Transcribed from "An Illustrated History of The Big Bend Country, embracing Lincoln, Douglas, Adams and Franklin counties, State of Washington",  published by Western Historical Publishing Co., 1904.

     HARRISON A. DENNEY, of the firm of Lutzhoft & Denney, is a prominent hardware and implement merchant of Reardan.  He was born in Kane county, Illinois, August 20, 1837.  His father was Major Denney, a native of New York and an early pioneer of Kane county, Illinois.  He came to that state and took a farm forty-five miles from Chicago, that city then being a mere hamlet containing only a few houses, and the Indians practically held sway throughout the country.  He lived on this farm until his death in 1888.  Mr. Denney's mother was Catherine (Millet) Denney, also a native of New York.  Her father, Abraham Millet, was a veteran of the Revolutionary War.  The brothers and sisters of Mr. Denney are: Major M. and Loren, Lincoln county; Mervin W. and Charles, Medical Lake; Mrs. Cornelia M. Godfrey, Kendall county, Illinois; Mrs. Ida M. Davis, Kane county, Illinois; and Mrs. Emma J. Gamet, of Chicago.  Our subject is the fourth in point of age in the family, and grew to manhood on the old homestead.  On account of the newness of the country he was compelled to travel a great distance to attend school in a primitive log cabin, but by attending when possible and by applying himself to his studies at home, he managed to acquire a good liberal education.  As a young man he learned the blacksmith's and carpenter's trades, at which he has worked at different intervals during his life.  His father had a farm in Bremer county, Iowa, which Harrison took charge of and managed until the death of his father.  He was married two years previously, August 20, to Eunice M. Denney, a native of Bremer county, and daughter of William and Mary J. (Kern) Denney.  Her father was a native of Indiana, and an early pioneer of Bremer county.

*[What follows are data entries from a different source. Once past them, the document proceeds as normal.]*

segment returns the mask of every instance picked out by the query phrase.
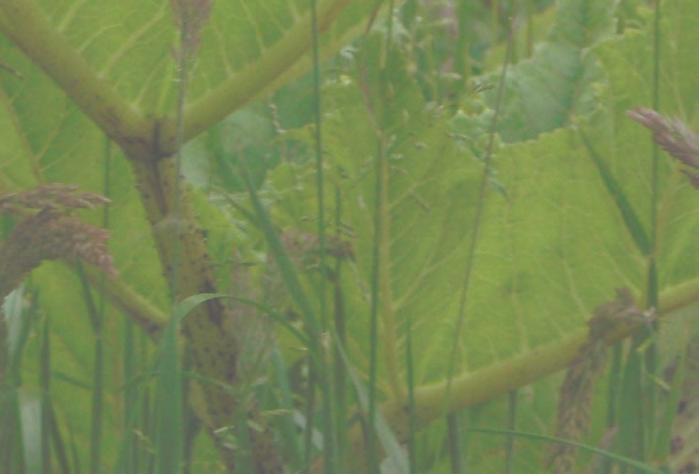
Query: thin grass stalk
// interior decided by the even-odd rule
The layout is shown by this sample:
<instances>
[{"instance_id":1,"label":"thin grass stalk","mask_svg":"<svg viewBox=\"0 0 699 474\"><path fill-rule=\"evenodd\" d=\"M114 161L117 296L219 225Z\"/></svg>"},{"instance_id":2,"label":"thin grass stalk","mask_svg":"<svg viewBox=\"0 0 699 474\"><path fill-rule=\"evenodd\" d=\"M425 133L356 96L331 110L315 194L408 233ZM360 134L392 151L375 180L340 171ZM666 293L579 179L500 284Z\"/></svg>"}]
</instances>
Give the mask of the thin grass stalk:
<instances>
[{"instance_id":1,"label":"thin grass stalk","mask_svg":"<svg viewBox=\"0 0 699 474\"><path fill-rule=\"evenodd\" d=\"M454 106L456 107L459 105L459 99L463 94L464 87L469 78L469 5L470 0L458 0L456 2L458 37L456 38L456 48L454 50L454 72L459 75L459 81L454 94Z\"/></svg>"},{"instance_id":2,"label":"thin grass stalk","mask_svg":"<svg viewBox=\"0 0 699 474\"><path fill-rule=\"evenodd\" d=\"M476 203L476 214L474 217L473 228L471 231L471 241L468 248L468 257L466 260L466 267L464 270L464 281L461 287L461 296L459 298L459 312L457 314L456 328L454 331L454 343L451 348L451 353L449 355L449 362L447 368L447 387L444 395L444 408L443 411L446 414L449 405L449 399L451 397L451 384L454 378L454 373L456 370L456 356L458 354L459 347L459 335L463 331L463 327L466 321L466 303L468 301L468 290L471 284L471 275L473 273L473 267L476 259L476 246L480 237L481 222L483 219L483 213L485 210L485 200L488 191L488 180L491 174L492 166L492 156L493 149L495 147L495 135L497 133L497 125L500 117L500 108L502 106L504 92L505 92L505 79L507 77L507 68L509 65L510 55L512 53L512 28L508 31L507 40L507 50L505 52L505 60L502 65L502 72L500 74L500 81L498 84L497 98L495 102L495 113L493 114L493 121L490 126L488 145L485 151L484 163L483 163L483 173L481 175L480 187L478 190L478 200Z\"/></svg>"},{"instance_id":3,"label":"thin grass stalk","mask_svg":"<svg viewBox=\"0 0 699 474\"><path fill-rule=\"evenodd\" d=\"M623 364L623 348L624 343L619 342L614 344L612 348L612 366L609 370L609 378L607 382L607 433L612 433L617 430L619 423L617 403L619 402L619 381L622 377ZM613 445L613 443L612 443ZM610 474L612 472L612 462L604 458L600 467L601 474Z\"/></svg>"},{"instance_id":4,"label":"thin grass stalk","mask_svg":"<svg viewBox=\"0 0 699 474\"><path fill-rule=\"evenodd\" d=\"M661 63L661 39L662 39L662 29L661 29L661 4L660 0L655 0L655 10L653 17L653 110L660 110L660 63ZM648 260L648 286L646 289L646 307L647 308L657 308L659 299L659 288L658 288L658 262L656 259L656 249L658 241L658 204L660 202L660 191L659 191L659 167L660 167L660 149L658 144L653 141L652 144L652 174L651 174L651 244L653 247L653 252ZM655 342L654 334L657 334L658 324L654 322L649 331L641 331L639 333L639 338L644 337L644 333L651 337L651 341L645 351L645 365L646 374L650 377L646 377L646 383L644 384L644 398L647 400L647 413L650 416L646 416L643 422L647 425L644 428L644 433L646 434L646 440L644 445L651 446L652 440L655 438L657 431L656 424L656 410L657 410L657 390L653 379L657 376L658 372L658 348ZM646 457L642 459L647 459L649 453Z\"/></svg>"},{"instance_id":5,"label":"thin grass stalk","mask_svg":"<svg viewBox=\"0 0 699 474\"><path fill-rule=\"evenodd\" d=\"M111 140L105 136L105 149L104 149L104 183L102 186L102 191L105 197L110 197L110 173L111 173ZM104 229L109 228L109 206L104 206L102 211L102 227ZM105 299L102 292L99 293L99 307L93 308L91 302L91 292L89 290L89 285L87 283L87 278L84 272L80 271L80 280L83 285L83 291L86 298L86 303L88 303L88 313L91 314L94 341L94 360L92 367L92 407L91 407L91 425L90 425L90 473L99 474L102 472L102 460L101 460L101 449L102 449L102 412L103 412L103 401L104 401L104 348L103 348L103 326L104 326L104 312L105 312ZM102 273L100 276L102 279L102 287L105 286L105 275Z\"/></svg>"},{"instance_id":6,"label":"thin grass stalk","mask_svg":"<svg viewBox=\"0 0 699 474\"><path fill-rule=\"evenodd\" d=\"M304 460L306 472L311 468L313 460L313 431L316 410L316 373L311 356L308 356L308 380L306 382L306 424L303 427Z\"/></svg>"},{"instance_id":7,"label":"thin grass stalk","mask_svg":"<svg viewBox=\"0 0 699 474\"><path fill-rule=\"evenodd\" d=\"M408 461L410 474L417 474L417 451L415 435L417 418L415 416L415 367L413 359L413 317L408 314L405 321L405 379L408 392Z\"/></svg>"},{"instance_id":8,"label":"thin grass stalk","mask_svg":"<svg viewBox=\"0 0 699 474\"><path fill-rule=\"evenodd\" d=\"M342 234L342 194L340 187L335 187L335 232L339 238ZM333 316L334 330L338 344L334 346L334 383L335 383L335 429L337 430L337 458L340 464L347 459L347 370L342 360L339 347L347 346L347 325L345 318L345 301L342 292L342 258L335 258L333 270Z\"/></svg>"},{"instance_id":9,"label":"thin grass stalk","mask_svg":"<svg viewBox=\"0 0 699 474\"><path fill-rule=\"evenodd\" d=\"M490 435L506 435L506 436L517 436L520 438L530 439L532 441L543 441L546 443L559 443L568 446L574 446L582 450L599 454L605 456L620 466L632 468L635 474L666 474L666 471L658 469L649 464L643 463L636 459L628 458L604 449L600 449L595 446L590 446L584 443L578 443L576 441L571 441L568 439L557 438L555 436L541 435L538 433L528 433L523 431L509 431L509 430L494 430L488 428L471 428L468 431L472 433L490 434Z\"/></svg>"},{"instance_id":10,"label":"thin grass stalk","mask_svg":"<svg viewBox=\"0 0 699 474\"><path fill-rule=\"evenodd\" d=\"M518 390L507 394L507 429L517 430L517 407L519 405ZM514 474L515 469L515 437L508 436L505 441L505 474Z\"/></svg>"},{"instance_id":11,"label":"thin grass stalk","mask_svg":"<svg viewBox=\"0 0 699 474\"><path fill-rule=\"evenodd\" d=\"M81 264L77 264L78 278L83 292L83 302L86 313L92 326L94 336L93 366L92 366L92 400L90 405L90 474L101 472L102 449L102 404L104 397L104 351L102 348L102 313L104 311L104 299L101 300L101 311L95 304L90 289L90 283Z\"/></svg>"},{"instance_id":12,"label":"thin grass stalk","mask_svg":"<svg viewBox=\"0 0 699 474\"><path fill-rule=\"evenodd\" d=\"M49 419L51 424L51 443L53 444L53 452L56 453L56 463L58 464L58 472L61 474L70 474L70 463L68 462L68 453L66 452L65 443L61 430L58 427L56 419L56 410L53 404L49 405Z\"/></svg>"},{"instance_id":13,"label":"thin grass stalk","mask_svg":"<svg viewBox=\"0 0 699 474\"><path fill-rule=\"evenodd\" d=\"M313 115L315 121L315 155L316 155L316 200L318 212L318 253L320 278L318 280L318 311L321 327L324 333L329 331L329 321L326 308L326 281L325 275L325 170L323 157L323 115L321 104L321 78L320 78L320 45L318 31L318 8L316 0L309 0L311 10L311 36L313 51ZM320 354L325 358L325 352ZM340 464L337 462L337 439L334 427L336 413L334 411L334 394L331 387L324 390L323 396L323 453L329 472L339 473Z\"/></svg>"},{"instance_id":14,"label":"thin grass stalk","mask_svg":"<svg viewBox=\"0 0 699 474\"><path fill-rule=\"evenodd\" d=\"M124 318L122 332L122 366L123 380L133 380L136 376L136 350L137 346L134 341L134 322L131 318ZM138 387L132 384L127 384L124 388L122 403L124 405L123 437L124 444L124 466L126 472L137 472L136 468L136 444L133 436L133 430L136 427L138 413Z\"/></svg>"},{"instance_id":15,"label":"thin grass stalk","mask_svg":"<svg viewBox=\"0 0 699 474\"><path fill-rule=\"evenodd\" d=\"M278 348L272 351L272 367L275 375L275 393L279 394L276 404L289 414L288 416L280 417L279 432L283 445L287 448L286 452L291 470L293 472L301 472L301 467L304 465L304 452L291 416L295 410L294 393L289 384L284 358Z\"/></svg>"},{"instance_id":16,"label":"thin grass stalk","mask_svg":"<svg viewBox=\"0 0 699 474\"><path fill-rule=\"evenodd\" d=\"M40 443L42 474L50 474L51 467L51 318L47 315L41 332L39 348L39 386L41 387L40 405Z\"/></svg>"},{"instance_id":17,"label":"thin grass stalk","mask_svg":"<svg viewBox=\"0 0 699 474\"><path fill-rule=\"evenodd\" d=\"M376 422L376 385L378 379L378 346L379 346L379 282L381 281L381 235L383 234L383 219L381 208L384 186L383 161L383 137L377 139L376 157L374 158L374 172L376 173L374 208L374 242L372 248L372 272L371 272L371 309L369 315L369 393L368 393L368 420L366 427L366 446L368 448L369 470L378 474L380 471L374 426Z\"/></svg>"},{"instance_id":18,"label":"thin grass stalk","mask_svg":"<svg viewBox=\"0 0 699 474\"><path fill-rule=\"evenodd\" d=\"M464 459L461 452L461 422L459 412L447 415L447 444L449 446L449 461L452 474L463 474Z\"/></svg>"}]
</instances>

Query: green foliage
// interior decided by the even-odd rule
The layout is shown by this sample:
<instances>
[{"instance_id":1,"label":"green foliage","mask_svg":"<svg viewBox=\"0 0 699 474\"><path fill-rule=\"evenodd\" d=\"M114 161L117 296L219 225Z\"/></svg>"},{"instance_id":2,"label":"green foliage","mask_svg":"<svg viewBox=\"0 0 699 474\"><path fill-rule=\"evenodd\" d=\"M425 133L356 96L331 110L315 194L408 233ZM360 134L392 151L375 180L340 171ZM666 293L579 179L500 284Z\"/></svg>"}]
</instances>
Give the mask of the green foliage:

     In the spring of 1888 Mr. and Mrs. Denney came to Spokane, Washington, where Mr. Denney worked at carpentering, and later removed to Medical Lake and engaged in the farm implement business.  In 1891 he bought some railroad land two miles south of Reardan, to which he has added until he now has three hundred and twenty acres of tillable grain land, with good buildings and improvements.  He has a handsome home in the town of Reardan, and a good profitable business.  The firm carries a complete line of hardware, stoves, implements, and so forth, and is widely known for its up-to-date and fair business dealings.
     Mr. and Mrs. Denney have been parents of three children: Myrtle A., wife of John Rutherford, near Reardan, in Spokane county; Ida M.; and Genevieve H.
     Our subject came to this country with quite scanty means, but is now comfortably situated financially, and is satisfied and contented in his location.  He is a man who has traveled extensively, and has seen much of the world, but in his opinion the country in which he has cast his fortunes is the best he has seen, all things considered, and he intends to end his days here.